Assim, a partir da análise de bancos de dados climáticos e de imagens de satélite, ficou constatado que a remoção da vegetação diminui a umidade na atmosfera e reduz o volume de precipitações, prejudicando a agropecuária, a geração de energia e o abastecimento de água.
Os pesquisadores citam que, apenas no Brasil, a redução das chuvas associada ao desmatamento poderia causar prejuízos de até US$ 1 bilhão por ano em um cenário de governança ambiental fraca que levaria à perda de 56% da floresta amazônica até 2050.

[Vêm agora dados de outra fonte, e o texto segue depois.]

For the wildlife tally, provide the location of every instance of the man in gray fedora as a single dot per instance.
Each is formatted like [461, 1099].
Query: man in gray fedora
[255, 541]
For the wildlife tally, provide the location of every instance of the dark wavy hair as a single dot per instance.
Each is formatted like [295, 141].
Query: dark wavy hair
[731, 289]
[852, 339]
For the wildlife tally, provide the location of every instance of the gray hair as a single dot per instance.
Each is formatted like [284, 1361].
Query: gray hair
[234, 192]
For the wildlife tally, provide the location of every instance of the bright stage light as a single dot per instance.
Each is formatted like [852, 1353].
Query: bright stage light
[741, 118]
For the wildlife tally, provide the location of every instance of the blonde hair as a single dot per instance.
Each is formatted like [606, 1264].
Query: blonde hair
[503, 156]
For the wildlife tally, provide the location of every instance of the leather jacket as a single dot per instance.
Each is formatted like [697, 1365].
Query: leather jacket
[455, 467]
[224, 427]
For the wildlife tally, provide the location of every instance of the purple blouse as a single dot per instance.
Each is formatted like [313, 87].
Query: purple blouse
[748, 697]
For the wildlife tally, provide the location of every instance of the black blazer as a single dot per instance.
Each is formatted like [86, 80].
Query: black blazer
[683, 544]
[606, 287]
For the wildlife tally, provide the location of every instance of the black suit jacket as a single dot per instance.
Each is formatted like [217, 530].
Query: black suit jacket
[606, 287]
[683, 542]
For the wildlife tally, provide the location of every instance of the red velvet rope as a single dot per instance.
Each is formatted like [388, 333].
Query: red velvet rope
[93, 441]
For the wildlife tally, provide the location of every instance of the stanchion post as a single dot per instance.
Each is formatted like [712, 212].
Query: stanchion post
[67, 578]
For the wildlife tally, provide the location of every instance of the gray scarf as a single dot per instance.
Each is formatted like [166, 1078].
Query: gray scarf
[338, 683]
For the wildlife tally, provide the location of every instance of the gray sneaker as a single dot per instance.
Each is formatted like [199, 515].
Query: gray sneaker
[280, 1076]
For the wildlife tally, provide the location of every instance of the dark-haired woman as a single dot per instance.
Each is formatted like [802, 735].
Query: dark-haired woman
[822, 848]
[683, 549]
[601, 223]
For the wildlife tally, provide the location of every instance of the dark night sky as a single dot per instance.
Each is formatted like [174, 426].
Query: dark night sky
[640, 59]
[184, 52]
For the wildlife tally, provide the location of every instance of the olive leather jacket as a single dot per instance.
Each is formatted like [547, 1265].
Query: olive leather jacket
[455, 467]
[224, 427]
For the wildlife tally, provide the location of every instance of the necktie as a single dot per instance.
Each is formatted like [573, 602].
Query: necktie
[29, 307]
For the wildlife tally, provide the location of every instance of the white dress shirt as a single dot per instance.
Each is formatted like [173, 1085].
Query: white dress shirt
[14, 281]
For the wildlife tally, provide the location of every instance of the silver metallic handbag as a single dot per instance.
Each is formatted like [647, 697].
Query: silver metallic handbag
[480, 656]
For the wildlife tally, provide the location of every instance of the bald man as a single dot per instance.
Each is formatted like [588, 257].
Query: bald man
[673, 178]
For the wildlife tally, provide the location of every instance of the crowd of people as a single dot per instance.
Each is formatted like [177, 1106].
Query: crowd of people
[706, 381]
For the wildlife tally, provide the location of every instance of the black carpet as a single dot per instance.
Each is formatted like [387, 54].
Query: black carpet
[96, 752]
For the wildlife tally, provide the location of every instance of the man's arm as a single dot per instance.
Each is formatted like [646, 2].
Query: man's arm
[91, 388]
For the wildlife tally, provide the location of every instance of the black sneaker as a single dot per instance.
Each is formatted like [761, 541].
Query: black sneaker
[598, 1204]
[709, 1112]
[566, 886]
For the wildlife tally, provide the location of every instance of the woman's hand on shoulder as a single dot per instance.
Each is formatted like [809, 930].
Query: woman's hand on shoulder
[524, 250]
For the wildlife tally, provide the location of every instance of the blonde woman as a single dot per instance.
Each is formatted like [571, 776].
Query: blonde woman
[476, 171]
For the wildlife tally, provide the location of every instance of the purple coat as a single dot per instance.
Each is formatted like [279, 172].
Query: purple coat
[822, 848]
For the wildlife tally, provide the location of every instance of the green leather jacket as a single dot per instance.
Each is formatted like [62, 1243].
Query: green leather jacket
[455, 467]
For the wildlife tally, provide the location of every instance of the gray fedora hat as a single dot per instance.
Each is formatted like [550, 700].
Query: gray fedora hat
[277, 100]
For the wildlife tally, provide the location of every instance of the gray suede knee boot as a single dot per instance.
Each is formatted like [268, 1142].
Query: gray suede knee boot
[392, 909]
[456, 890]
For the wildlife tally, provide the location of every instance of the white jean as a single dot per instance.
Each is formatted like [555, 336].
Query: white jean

“Estimativas mais detalhadas dos serviços ecossistêmicos da Amazônia apontam impactos diretos sobre atividades como a produção de soja, carne bovina e energia hidrelétrica, com perdas de renda avaliadas em cerca de US$ 7,56 por hectare ao ano devido à redução das chuvas associada ao desmatamento”, explicam.
Produção de chuva
O cálculo parte da capacidade da floresta de reciclar água e gerar chuva. Cada metro quadrado de floresta tropical contribui, em média, com cerca de 240 litros anuais de precipitação nas áreas ao redor.

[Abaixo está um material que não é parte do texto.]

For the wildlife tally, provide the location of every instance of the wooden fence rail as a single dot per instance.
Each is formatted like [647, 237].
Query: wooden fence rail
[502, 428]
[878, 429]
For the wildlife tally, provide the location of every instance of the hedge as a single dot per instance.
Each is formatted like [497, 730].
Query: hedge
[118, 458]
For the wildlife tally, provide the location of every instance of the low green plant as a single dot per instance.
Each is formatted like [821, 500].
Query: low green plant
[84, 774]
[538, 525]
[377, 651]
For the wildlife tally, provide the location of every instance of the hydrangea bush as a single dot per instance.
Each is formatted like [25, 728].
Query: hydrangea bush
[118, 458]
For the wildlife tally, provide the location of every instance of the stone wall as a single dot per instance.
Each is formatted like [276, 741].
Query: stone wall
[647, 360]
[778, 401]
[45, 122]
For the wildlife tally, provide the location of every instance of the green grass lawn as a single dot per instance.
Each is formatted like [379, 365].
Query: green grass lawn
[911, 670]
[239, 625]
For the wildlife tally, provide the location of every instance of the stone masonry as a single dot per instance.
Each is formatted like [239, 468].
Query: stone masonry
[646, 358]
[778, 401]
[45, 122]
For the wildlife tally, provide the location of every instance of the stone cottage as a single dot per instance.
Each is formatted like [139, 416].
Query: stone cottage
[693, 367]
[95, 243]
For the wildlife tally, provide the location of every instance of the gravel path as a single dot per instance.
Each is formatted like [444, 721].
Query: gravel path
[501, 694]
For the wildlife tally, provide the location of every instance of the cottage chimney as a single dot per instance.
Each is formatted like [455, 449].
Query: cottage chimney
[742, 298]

Na Amazônia, esse valor chega a aproximadamente 300 litros por metro quadrado. Com a perda de cobertura vegetal, a precipitação pode cair cerca de 3 milímetros por ano para cada 1% de floresta removida.
Quanto vale a água que vem da Amazônia
Utilizando uma abordagem simples que assume preço constante para a água, os pesquisadores estimaram que a geração de chuva pela floresta amazônica vale cerca de US$ 59,40 por hectare por ano. No conjunto da Amazônia Legal brasileira, esse serviço climático equivale a aproximadamente US$ 20 ± 7 bilhões anuais.
“Reconhecer o valor econômico da provisão de chuvas pelas florestas tropicais pode destravar investimentos essenciais e transformar o debate sobre políticas de pagamento pela proteção florestal”, acrescentam.
Impactos sobre agro e energia
A irregularidade das chuvas compromete diretamente a base da produção brasileira, altamente dependente da precipitação natural. Segundo o estudo, cerca de 85% da agricultura do país é de sequeiro e o setor movimenta aproximadamente US$ 150 bilhões por ano, o que torna a estabilidade do regime hídrico um fator crítico para a economia nacional.
O problema não se limita à redução do volume total de chuva. Os pesquisadores apontam mudanças na distribuição ao longo do ano, com atrasos no início da estação úmida e maior irregularidade durante o ciclo das culturas, elevando o risco de perdas especialmente nas áreas mais impactadas pelo desmatamento.
“Estados mais dependentes das chuvas originadas na Amazônia concentram cerca de US$ 61 bilhões em renda agrícola, evidenciando o peso econômico da floresta no funcionamento do sistema produtivo nacional.”
Os autores reforçam que os prejuízos associados ao desmatamento vão além do setor agropecuário. “A diminuição das chuvas decorrente do desmatamento também tem implicações para o acesso à água potável, a navegabilidade entre comunidades remotas, a produção hidrelétrica e o armazenamento de carbono”, concluem.